Les années avaient passé. Huaiyuan avait dû abandonner ses études pour se trouver un travail et aider financièrement ses parents. La santé du père continuait de décliner. Quelques jours avant de mourir, il avait fait venir Cai Lin pour lui recommander encore une fois de ne rien révéler à leur fils de ses origines et elle avait obéi, intérieurement déchirée. Mais, l’épisode avec son petit-fils trois ans plus tard l’avait soudain convaincue du contraire. Quand son fils et sa belle-fille étaient venus passer quelques jours chez elle à la fin du mois de juillet, avant de ramener leur enfant, elle avait pris son courage à deux mains et avait ouvert son cœur, pleine de remords et d’inquiétude. Elle avait dit ce qu’elle savait, le cousin directeur de la clinique, l’accouchement qui s’était mal passé, la mère arrivée seule qui était morte, la décision du cousin de leur confier le bébé.
Son fils n’avait pas bronché. Il était resté calme mais, à peine rentré chez lui, s’était mis en quête de sa famille biologique. Les fichiers ADN de la police constituaient une mine d’or, restait à s’armer de patience. Huaiyuan parlait peu, très occupé par son travail, bien conscient de l’infime chance de succès de sa requête. Au bout de plusieurs mois, l’ADN avait fini par parler… pour mettre au jour d’autres mensonges. Qu’avait-elle dit à son petit-fils en le réprimandant : le mensonge peut grossir en se transmettant de bouche en bouche ? Dans cette affaire, la vérité s’était bien perdue d’une personne à une autre, pour finir par éclater là, dans la stupeur générale.
Le couple du Zhejiang a répondu, bouleversé, au message de Huaiyuan et ont expliqué leur version des faits. Après la naissance de leur premier fils, trente-quatre ans plus tôt, né par césarienne, la femme était retombée enceinte très vite après, trop vite. Au bout de six mois de grossesse, la cicatrice de la césarienne, mal refermée, s’était ouverte de nouveau et ils avaient foncé à la clinique. Leur deuxième fils, Huaiyuan donc, était né grand prématuré. Les parents avaient juste eu le temps de l’apercevoir avant que les médecins ne l’emportent pour le mettre en couveuse. Le lendemain, on leur avait annoncé sa mort pendant la nuit. Depuis trente-trois ans, chaque 25 septembre, jour de sa naissance, le couple pensait à leur fils parti trop tôt, ce même fils qui avait survécu et vécu à 400 kilomètres de là, sans jamais connaître sa vraie date de naissance.
Que s’était-il donc passé ? L’implication du directeur de la clinique, le cousin du mari de Cai Lin, ne faisait aucun doute, ainsi que celle d’un médecin certainement. C’est eux qui avaient annoncé aux parents le décès de leur nourrisson. Ils avaient ensuite maintenu le bébé en couveuse plusieurs semaines et puis, un matin, il n’était plus à sa place. La vérité vraie, personne ne la saurait jamais car le directeur, le médecin et le mari de Cai Lin avaient emporté leurs secrets dans l’au-delà. Et cela ronge Cai Lin. Son mari savait-il cela ?
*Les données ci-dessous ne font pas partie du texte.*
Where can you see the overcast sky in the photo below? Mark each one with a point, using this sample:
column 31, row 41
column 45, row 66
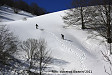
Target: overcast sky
column 52, row 5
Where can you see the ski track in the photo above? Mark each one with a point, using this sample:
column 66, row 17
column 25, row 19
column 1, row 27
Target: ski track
column 72, row 50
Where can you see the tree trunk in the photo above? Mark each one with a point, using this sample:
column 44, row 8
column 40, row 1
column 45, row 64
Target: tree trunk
column 81, row 12
column 41, row 62
column 108, row 25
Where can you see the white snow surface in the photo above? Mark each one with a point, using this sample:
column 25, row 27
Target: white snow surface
column 76, row 52
column 7, row 14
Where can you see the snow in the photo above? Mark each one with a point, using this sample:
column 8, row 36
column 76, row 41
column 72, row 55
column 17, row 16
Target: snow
column 76, row 52
column 7, row 14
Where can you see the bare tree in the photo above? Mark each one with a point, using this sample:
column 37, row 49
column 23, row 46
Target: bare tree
column 43, row 56
column 8, row 46
column 76, row 16
column 38, row 56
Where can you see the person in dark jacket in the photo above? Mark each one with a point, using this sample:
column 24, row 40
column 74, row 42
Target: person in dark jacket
column 36, row 26
column 62, row 36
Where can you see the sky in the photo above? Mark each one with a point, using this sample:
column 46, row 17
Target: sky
column 52, row 5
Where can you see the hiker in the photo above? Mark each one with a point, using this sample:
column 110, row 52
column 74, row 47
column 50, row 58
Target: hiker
column 62, row 36
column 36, row 26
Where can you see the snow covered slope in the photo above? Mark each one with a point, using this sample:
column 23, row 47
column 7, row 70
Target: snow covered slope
column 7, row 14
column 76, row 52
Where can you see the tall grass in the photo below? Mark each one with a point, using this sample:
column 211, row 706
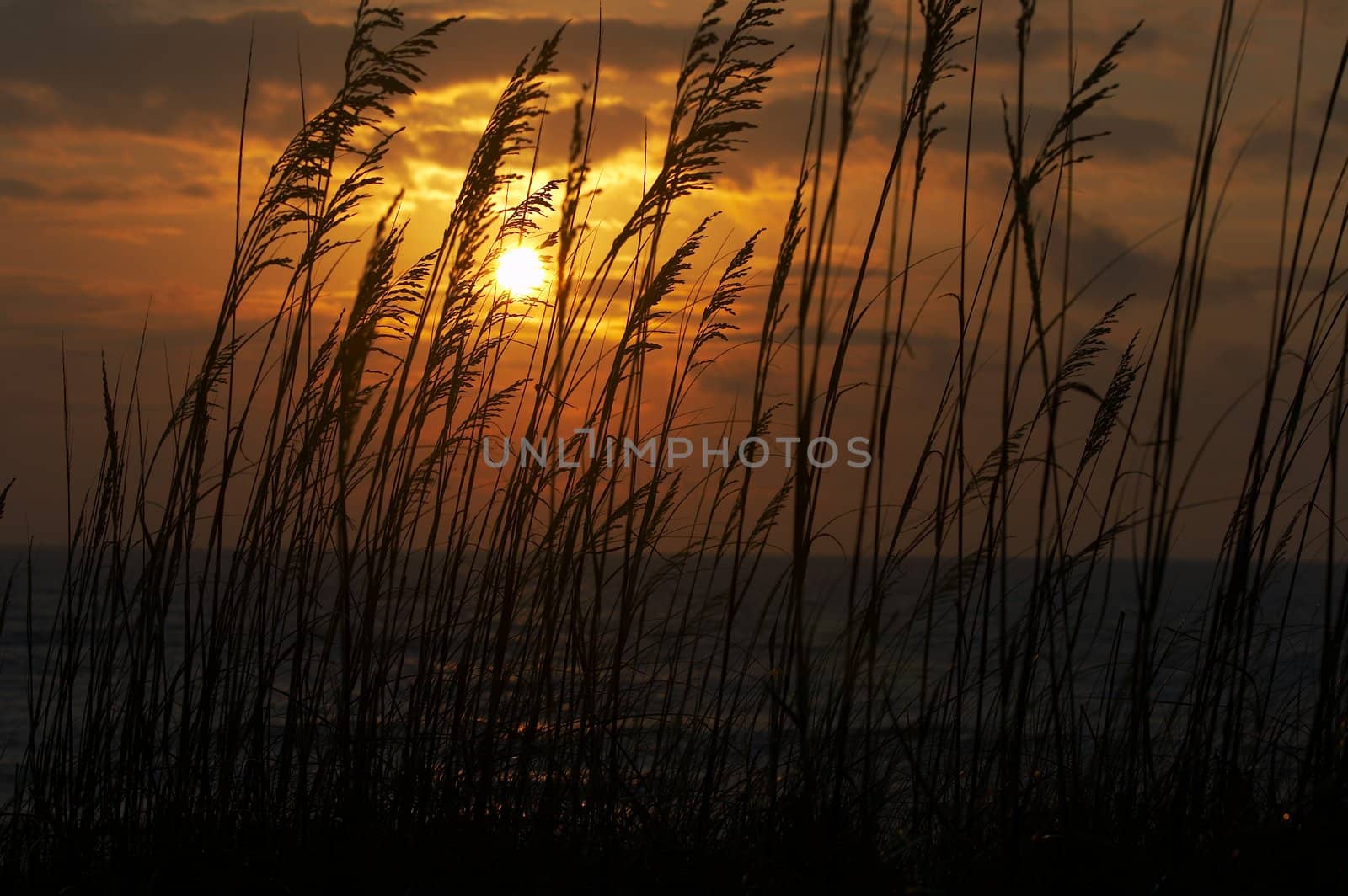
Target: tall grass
column 302, row 617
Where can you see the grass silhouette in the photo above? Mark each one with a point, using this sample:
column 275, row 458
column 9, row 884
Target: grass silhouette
column 308, row 639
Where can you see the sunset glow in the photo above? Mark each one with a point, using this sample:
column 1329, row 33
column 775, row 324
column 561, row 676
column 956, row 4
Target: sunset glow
column 519, row 271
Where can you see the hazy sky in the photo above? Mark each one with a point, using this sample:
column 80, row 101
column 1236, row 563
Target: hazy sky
column 118, row 172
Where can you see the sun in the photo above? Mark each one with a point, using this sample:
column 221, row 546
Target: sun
column 519, row 271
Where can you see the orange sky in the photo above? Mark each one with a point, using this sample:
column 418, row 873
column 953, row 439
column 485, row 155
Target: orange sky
column 118, row 175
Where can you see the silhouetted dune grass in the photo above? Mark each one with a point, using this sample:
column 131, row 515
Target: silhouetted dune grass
column 305, row 637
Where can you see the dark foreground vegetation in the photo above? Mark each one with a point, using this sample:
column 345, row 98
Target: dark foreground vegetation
column 308, row 640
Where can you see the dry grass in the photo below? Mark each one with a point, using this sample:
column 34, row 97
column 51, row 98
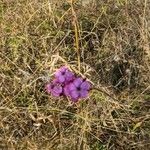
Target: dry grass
column 112, row 40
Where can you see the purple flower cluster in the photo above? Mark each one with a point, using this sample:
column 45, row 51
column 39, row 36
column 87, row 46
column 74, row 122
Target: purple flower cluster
column 66, row 83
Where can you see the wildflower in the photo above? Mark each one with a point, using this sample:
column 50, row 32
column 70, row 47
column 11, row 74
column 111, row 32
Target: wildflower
column 54, row 88
column 64, row 75
column 79, row 88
Tout à leur joie, la famille biologique de Zhang Huaiyuan n’a pas voulu perdre plus de temps dans des procédures et des enquêtes. Le fils qu’il croyait mort leur tombait du ciel, en bonne santé, travailleur et intelligent, marié et père d’un garçon, que demander de plus ! Lors d’une grande fête dans leur maison du Zhejiang, ils ont offert à Huaiyuan la carte bleue d’un compte crédité d’1,2 million de yuans, l’équivalent de 157 000 euros, une fortune pour un gars simple comme lui. Huaiyuan ressemble à sa mère biologique dans les traits du visage, à son père pour ses compétences en affaires, des compétences qui n’avaient pas attendu les sous paternels pour se manifester.
Bouleversée par toutes ces révélations, incapable d’imaginer son mari au courant d’une telle combine, honteuse de ne pas avoir posé plus de questions quand il était encore temps d’agir, d’avoir laissé ses doutes en suspens (bù liǎoliǎo zhī, 不了了之), Cai Lin s’est repliée dans le silence de sa petite maison. À quatre-vingts ans passés, elle attendrait la mort, aussi sereinement que possible. Si son fils refusait de la croire, de la revoir, elle ne lui en voudrait pas. Au moins lui avait-elle assuré sans le savoir une sécurité financière dont elle-même n’aurait jamais rêvé, et elle n’avait plus à rougir devant son petit-fils, elle n’avait pas dissimulé ce qu’elle savait.
Par Marie-Astrid Prache
NDLR: Notre rubrique « Petit Peuple » dont fait partie cet article raconte l’histoire d’une ou d’un Chinois(e) au parcours de vie hors du commun, inspirée de faits rééls.